I got to see the second installment in the National Treasure franchise today and really enjoyed it. All of the previous cast members were back and the chemistry was definitely there.

The movie picks up a little while after the last one ends and has Ben Gates and crew hunting for a new treasure with clues hidden around the world. There’s a bad guy who’s a little less two dimensional than last time to work with, and a nice twist involving the President.

The ending was fun, kind of a happily-ever-after, but I think we’re in store for another sequel because I really want to know what’s on page 47.


A friend gave me this one a while ago and, being a little burned out on sci-fi, I decided to change up the genres a little. Legal/political thrillers have been a guilty pleasure for a while now, with John Grisham and Tom Clancy leading the way. Well… John Nance did a good job with this one, that’s for sure.

The story starts out with an ex-president about to be arrested in Greece for what turns out to be a torture warrant. The rest of the book is a series of legal and aviation moves to keep the President from being arrested and sent to Peru to face trial. The action is pretty much non-stop and, other than a happily ever after ending, no major complaints. I’m probably going to check out a few more of his books.


I went out to see Beowulf tonight and was treated to a 3D version using some newer technology. No more red/blue glasses, this one used polarized glasses and was in full color. The perspective was interesting, without many of the sight gags that 3D movies have unnecessarily added. There were a few, but not too many and they weren’t obnoxious. As for the story, it’s been years since I’ve read the original so I won’t comment on that aspect, but it was entertaining and pretty faithful to the story as I remember it. The CG was well done, it’s amazing to see how much it’s improved since the days of Tron and The Last Starfighter.
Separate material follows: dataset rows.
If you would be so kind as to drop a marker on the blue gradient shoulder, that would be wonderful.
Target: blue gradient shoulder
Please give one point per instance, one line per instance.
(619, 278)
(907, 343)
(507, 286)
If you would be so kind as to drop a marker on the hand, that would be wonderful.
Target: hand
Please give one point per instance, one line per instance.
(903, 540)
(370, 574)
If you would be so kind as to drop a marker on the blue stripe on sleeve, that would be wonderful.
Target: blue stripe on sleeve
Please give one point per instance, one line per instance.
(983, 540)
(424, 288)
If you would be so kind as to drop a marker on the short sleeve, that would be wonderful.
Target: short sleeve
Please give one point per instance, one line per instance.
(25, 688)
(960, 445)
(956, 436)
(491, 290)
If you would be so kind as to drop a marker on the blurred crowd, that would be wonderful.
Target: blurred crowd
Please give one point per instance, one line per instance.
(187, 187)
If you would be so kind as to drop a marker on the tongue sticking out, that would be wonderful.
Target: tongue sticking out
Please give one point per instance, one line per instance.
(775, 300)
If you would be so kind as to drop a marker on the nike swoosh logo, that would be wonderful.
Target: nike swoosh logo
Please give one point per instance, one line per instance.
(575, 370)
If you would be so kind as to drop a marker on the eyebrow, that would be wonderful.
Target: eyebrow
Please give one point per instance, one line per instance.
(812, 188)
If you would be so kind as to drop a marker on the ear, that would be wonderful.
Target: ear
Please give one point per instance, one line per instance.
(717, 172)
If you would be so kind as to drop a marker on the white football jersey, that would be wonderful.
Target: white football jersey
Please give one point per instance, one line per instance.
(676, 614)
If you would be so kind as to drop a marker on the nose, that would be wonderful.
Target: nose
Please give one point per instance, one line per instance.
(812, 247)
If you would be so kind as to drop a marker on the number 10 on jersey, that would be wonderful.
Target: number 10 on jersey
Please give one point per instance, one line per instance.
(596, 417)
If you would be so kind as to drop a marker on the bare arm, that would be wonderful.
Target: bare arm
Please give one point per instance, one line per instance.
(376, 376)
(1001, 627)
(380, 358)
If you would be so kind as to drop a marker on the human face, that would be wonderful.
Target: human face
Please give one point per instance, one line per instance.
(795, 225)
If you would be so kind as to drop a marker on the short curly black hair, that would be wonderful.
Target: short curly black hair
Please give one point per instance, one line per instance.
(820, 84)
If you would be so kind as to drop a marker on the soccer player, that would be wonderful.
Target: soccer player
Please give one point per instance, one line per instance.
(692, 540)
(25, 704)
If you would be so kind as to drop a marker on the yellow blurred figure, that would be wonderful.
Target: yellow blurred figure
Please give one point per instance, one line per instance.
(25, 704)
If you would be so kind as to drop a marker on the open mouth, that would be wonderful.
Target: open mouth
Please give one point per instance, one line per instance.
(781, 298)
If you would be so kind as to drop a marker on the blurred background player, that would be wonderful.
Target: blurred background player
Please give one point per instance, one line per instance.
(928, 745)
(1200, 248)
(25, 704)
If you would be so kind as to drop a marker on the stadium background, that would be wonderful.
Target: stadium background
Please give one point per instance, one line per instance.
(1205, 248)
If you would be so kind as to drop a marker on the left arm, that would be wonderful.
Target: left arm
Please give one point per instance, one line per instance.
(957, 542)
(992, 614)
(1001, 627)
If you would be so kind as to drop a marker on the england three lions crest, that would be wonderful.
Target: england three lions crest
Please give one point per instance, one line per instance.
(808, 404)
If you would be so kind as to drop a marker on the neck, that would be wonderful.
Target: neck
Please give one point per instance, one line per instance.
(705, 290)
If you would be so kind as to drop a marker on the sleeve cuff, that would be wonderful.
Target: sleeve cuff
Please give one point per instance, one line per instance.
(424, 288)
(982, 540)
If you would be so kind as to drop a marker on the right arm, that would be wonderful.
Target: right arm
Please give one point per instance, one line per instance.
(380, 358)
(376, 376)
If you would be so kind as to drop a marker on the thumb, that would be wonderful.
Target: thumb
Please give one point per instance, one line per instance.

Amazingly Slow Fermentation

I finally got the latest batch of my 50 wt. Wheat out of the secondary and into the keg this evening. It was a two week secondary fermentation, but the final gravity is down to 1.013, which is close enough to done that I’m not going to let it go any further down. I think that the cold snap we got threw off the fermentation. The chiller worked too well and I’m thinking that the yeast slowed down a little too much.

Now I’ve run in to a problem. I’ve got three kegs in the fridge, one almost empty, but still three kegs. My CO2 system has only two taps on the low pressure side, so I’ve got two kegs hooked up to the gas end, the stout and the new batch of wheat, and the old batch of wheat and the stout connected to the taps. It’s not ideal and I think I’m going to be upgrading that part of the system at some point.

White Night

In this installment of the Dresden Files we find Harry trying to track down a serial killer while also keeping a handle on the war between the wizards and the vampire courts. Oh and he is also still struggling against the influence of the denarius. The story line didn’t go the way I thought it would and the ending, while not exactly a cliff hanger, definitely opened a new window on the way the author is taking the series. I’m looking forward to the next book.

Desolation Island

The final page of the fifth book in Patrick O’Brian’s Aubrey-Maturin series, Desolation Island, was turned this evening. As I’m starting to get familiar with, the endings are sudden, with very little denouement. But along the way we follow Jack Aubrey on his way to Australia, transporting prisoners, including one of some value. Alas, it wasn’t to be that easy, as he has to avoid a superior foe intent on stopping him and the aftereffects of the final battle with that ship. This book seemed a little shorter than the others had and read a little quicker than them. Maybe I’m getting used to the author’s uncompromising use of 19th century terms, maybe it was just a shorter book. Either way it was an enjoyable read.